It’s amazing how diverse Australia really is. From its rich history to the continuous flow of people entering the continent and bringing something new to the table, there are so many surprises at every turn.
This is why a lot of people could be wondering – how does this diversity affect Christmas down under? How interesting (or uninteresting) could it be celebrating the holidays in such an exciting place?
Image Credit: Sydney Wired
For one thing, you can definitely throw dreams of building snowmen and making snow angels out the window. Christmas time in Australia is hot, hot, hot especially if you find yourself in the right (or wrong, depending on how much you enjoy or loathe heat) region.
Yup, Christmas falls under the summer season in Australia, so you can expect temperatures to be anywhere from 25°C to 40°C, depending on where you are. In some areas, you can also expect a few bushfires here and there.
And because the Christmas holidays coincide with the summer holidays, expect it to be a mix of surfing and shopping for all the school kids across the country as well.
Australians normally decorate their homes with an assortment of evergreens, colorful flowers, and palm leaves, though. You also have the Christmas bush and the Christmas bellflower. Of course, Christmas lights are always present, making the season even more colorful.
The food used to be patterned after the traditional English meal. That means turkey and pudding. Over the years however, as more and more people from different ethnic backgrounds converge in this single continent, the food shared during Christmas has become just as diverse.
Christmas meals now meant choices of anything from seafood to chicken to duck, with different sides. A Filipino family would probably have a lot of rice with that, too. Some would have pasta or salads. Desserts are varied as well.
You can also expect a lot of families to celebrate Christmas outdoors, mostly because of the weather. You’ll see them having barbecues in their backyard, or having picnics in parks and gardens.
Australia’s population is also a healthy mix of Catholics, Lutherans, Anglicans, and other Christians. Because of this, it’s normal for families to wake up for midnight masses and church services.
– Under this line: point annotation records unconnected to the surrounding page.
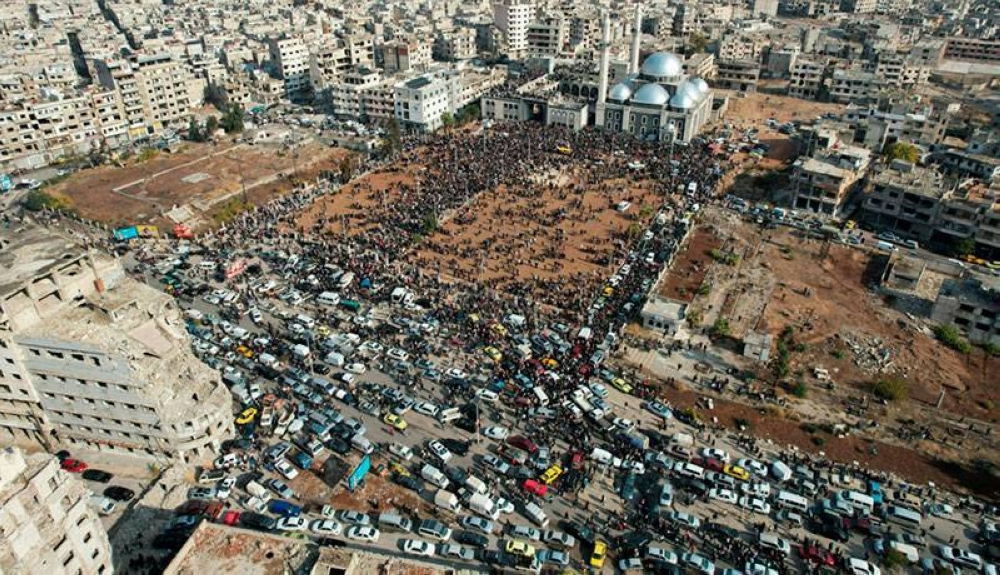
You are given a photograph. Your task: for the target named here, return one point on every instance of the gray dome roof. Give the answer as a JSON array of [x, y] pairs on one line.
[[682, 100], [620, 92], [662, 65], [702, 85], [651, 95]]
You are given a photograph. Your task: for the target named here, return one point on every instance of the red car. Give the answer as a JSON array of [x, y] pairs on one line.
[[535, 488], [817, 555], [522, 443], [73, 465]]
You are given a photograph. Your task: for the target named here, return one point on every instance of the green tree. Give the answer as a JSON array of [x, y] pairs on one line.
[[902, 151], [194, 131], [891, 389], [697, 43], [963, 247], [211, 126], [232, 119]]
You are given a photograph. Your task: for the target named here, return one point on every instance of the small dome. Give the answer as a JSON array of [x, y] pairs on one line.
[[620, 92], [662, 65], [702, 85], [682, 100], [651, 95]]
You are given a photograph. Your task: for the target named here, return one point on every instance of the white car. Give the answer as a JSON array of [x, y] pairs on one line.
[[439, 451], [325, 527], [662, 554], [286, 469], [291, 524], [722, 495], [417, 547], [426, 408], [401, 451], [398, 354], [487, 395], [225, 488], [363, 533], [755, 504], [496, 432], [713, 453], [753, 466]]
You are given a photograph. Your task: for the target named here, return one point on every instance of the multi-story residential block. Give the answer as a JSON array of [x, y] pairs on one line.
[[806, 79], [90, 358], [290, 59], [972, 49], [823, 182], [512, 18], [404, 56], [547, 37], [46, 520], [972, 305], [739, 75]]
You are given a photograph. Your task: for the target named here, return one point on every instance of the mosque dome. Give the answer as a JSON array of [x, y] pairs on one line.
[[620, 92], [651, 95], [701, 84], [662, 65]]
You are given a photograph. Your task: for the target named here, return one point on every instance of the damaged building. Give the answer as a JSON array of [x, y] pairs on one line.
[[90, 358]]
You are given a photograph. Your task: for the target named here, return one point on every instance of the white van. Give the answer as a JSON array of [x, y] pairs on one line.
[[434, 475], [328, 298], [859, 501], [361, 443], [788, 500], [543, 398]]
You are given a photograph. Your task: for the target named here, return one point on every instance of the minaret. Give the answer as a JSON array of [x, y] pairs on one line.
[[602, 84], [633, 67]]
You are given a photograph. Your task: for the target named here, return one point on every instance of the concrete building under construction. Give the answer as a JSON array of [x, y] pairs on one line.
[[90, 358]]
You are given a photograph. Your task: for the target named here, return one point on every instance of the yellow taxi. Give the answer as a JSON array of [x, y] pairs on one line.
[[395, 421], [246, 416], [736, 471], [551, 474], [520, 548], [599, 555], [621, 385], [493, 353]]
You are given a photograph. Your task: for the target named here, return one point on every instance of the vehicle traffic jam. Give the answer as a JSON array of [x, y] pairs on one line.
[[525, 446]]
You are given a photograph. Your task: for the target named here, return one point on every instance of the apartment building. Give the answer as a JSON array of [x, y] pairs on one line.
[[972, 49], [904, 199], [457, 44], [547, 37], [512, 18], [823, 182], [92, 359], [972, 305], [740, 75], [290, 61], [806, 79], [46, 522], [406, 55], [155, 91]]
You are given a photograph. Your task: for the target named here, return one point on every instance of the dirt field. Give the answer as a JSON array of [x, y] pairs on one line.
[[755, 109], [690, 267], [200, 176]]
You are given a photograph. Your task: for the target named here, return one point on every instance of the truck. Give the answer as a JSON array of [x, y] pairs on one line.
[[447, 500], [482, 505]]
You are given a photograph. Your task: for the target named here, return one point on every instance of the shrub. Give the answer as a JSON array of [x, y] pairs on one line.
[[949, 336], [891, 389]]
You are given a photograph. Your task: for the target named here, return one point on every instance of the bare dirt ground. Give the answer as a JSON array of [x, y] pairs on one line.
[[198, 175], [690, 267]]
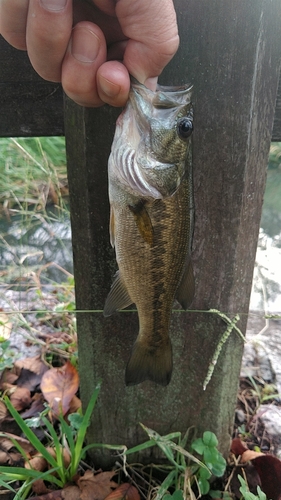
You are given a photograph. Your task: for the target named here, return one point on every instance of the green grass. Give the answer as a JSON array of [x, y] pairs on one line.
[[32, 171]]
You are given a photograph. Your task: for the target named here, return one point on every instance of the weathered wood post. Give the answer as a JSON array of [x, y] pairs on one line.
[[231, 52]]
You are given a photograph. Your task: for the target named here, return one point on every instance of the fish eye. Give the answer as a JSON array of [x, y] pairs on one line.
[[185, 127]]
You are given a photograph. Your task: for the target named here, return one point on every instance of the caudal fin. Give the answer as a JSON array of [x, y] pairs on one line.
[[146, 364]]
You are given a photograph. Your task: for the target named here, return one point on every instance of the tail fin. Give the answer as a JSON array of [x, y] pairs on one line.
[[147, 364]]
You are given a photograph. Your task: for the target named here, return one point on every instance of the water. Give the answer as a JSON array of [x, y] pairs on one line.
[[266, 289], [33, 247]]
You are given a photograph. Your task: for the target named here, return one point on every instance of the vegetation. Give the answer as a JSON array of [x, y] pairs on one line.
[[33, 173]]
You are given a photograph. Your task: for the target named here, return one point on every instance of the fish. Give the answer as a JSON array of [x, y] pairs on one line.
[[151, 221]]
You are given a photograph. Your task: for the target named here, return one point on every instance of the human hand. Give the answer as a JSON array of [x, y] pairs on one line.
[[92, 46]]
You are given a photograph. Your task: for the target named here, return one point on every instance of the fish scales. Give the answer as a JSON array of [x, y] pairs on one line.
[[151, 225]]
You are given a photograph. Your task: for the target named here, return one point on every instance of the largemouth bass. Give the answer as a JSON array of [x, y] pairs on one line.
[[151, 221]]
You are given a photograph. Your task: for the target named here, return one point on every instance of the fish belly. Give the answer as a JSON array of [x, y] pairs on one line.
[[151, 270]]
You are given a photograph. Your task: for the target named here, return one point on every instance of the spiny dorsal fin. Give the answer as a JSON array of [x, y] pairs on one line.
[[143, 221], [118, 297], [186, 288]]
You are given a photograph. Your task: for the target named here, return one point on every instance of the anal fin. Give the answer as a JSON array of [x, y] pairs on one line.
[[118, 297], [186, 288]]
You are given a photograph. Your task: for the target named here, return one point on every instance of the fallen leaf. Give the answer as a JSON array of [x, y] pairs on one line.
[[3, 410], [125, 491], [250, 455], [29, 380], [39, 487], [53, 495], [59, 385], [34, 364], [7, 377], [37, 462], [66, 456], [96, 486], [5, 326], [74, 405], [8, 453], [238, 447], [37, 406]]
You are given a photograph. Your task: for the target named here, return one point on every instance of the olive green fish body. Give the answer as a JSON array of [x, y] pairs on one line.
[[151, 230]]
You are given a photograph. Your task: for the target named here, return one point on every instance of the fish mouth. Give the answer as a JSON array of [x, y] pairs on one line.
[[150, 104]]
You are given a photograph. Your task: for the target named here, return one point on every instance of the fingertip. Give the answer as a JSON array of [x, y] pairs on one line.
[[113, 83]]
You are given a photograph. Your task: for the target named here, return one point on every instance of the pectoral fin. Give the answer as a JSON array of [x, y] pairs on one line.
[[186, 288], [143, 221], [118, 297], [112, 227]]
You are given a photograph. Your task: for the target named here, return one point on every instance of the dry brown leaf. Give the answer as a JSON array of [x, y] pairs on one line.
[[8, 454], [37, 406], [37, 462], [125, 491], [7, 377], [39, 487], [53, 495], [96, 486], [5, 326], [74, 405], [66, 456], [20, 398], [59, 385], [3, 410], [34, 364], [250, 455]]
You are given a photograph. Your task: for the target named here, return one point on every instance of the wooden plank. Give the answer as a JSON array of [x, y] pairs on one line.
[[29, 106], [229, 51], [276, 133]]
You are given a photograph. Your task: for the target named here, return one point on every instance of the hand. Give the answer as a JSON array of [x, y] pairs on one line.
[[92, 46]]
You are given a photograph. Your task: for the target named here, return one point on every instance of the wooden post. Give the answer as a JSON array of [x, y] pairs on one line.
[[231, 52]]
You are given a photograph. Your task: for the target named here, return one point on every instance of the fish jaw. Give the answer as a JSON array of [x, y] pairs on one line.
[[151, 225], [148, 155]]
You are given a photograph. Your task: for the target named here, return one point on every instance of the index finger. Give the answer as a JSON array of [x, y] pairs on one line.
[[13, 16]]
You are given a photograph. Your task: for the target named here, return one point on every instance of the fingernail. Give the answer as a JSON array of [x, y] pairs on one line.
[[54, 5], [151, 83], [85, 45], [109, 88]]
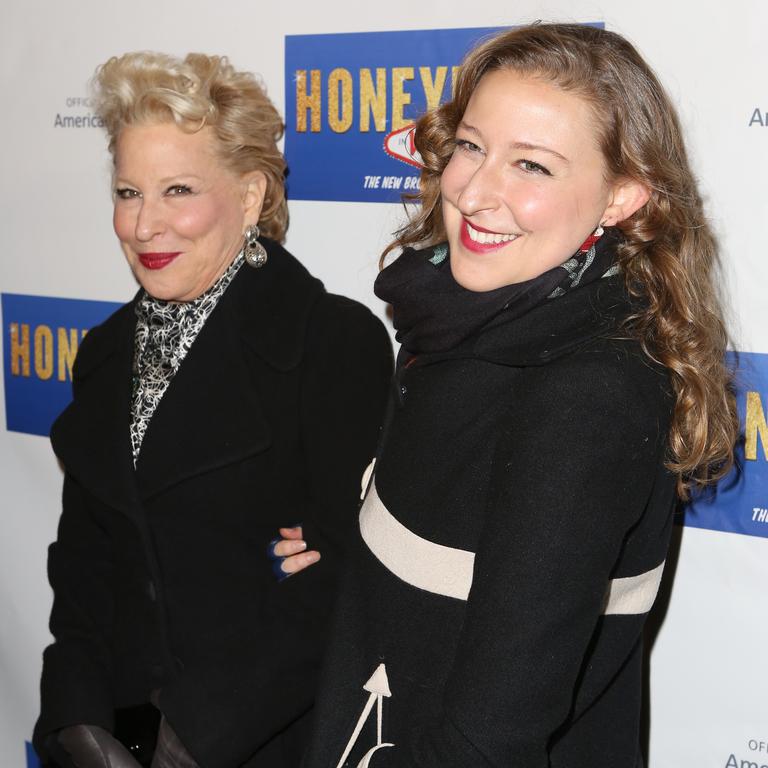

Some sleep after their respective midnight celebrations, while some wait until dawn, excited to start unwrapping the gifts under the tree.
Once the presents have been unwrapped early Christmas morning, families have breakfast and go back to church for Christmas mass or service.
Nativity plays are common towards the end of November. These are either done in school, or in different churches. You would also witness a common Christmas tradition in Australia, the Carols by Candlelight. People gather outside their homes with lighted candles, singing different Christmas carols in unison.
And once the festivities on the 25th are over, people also look forward to Boxing Day on the 26th. Nope, this is not a holiday meant for boxing matches. It’s a federal public holiday where people traditionally give gifts to tradesmen as a way of saying thank you for the services they rendered the past year.
Boxing Day is also a day of shopping, much like Black Friday, which is celebrated in the US the day after Thanksgiving. For sports enthusiasts (and because this is Australia, almost everybody IS actually a sports enthusiast), they also see Boxing Day as the first day of a test cricket match at MCG and the annual yacht race from Sydney to Hobart.
Regardless of these differences in the way people celebrate their Christmas in Australia, one thing remains constant, something solid in Christmas celebrations in different countries and continents all over the world. That’s the fact that Christmas is seen as a season of giving and good cheer, a season best spent with family and friends.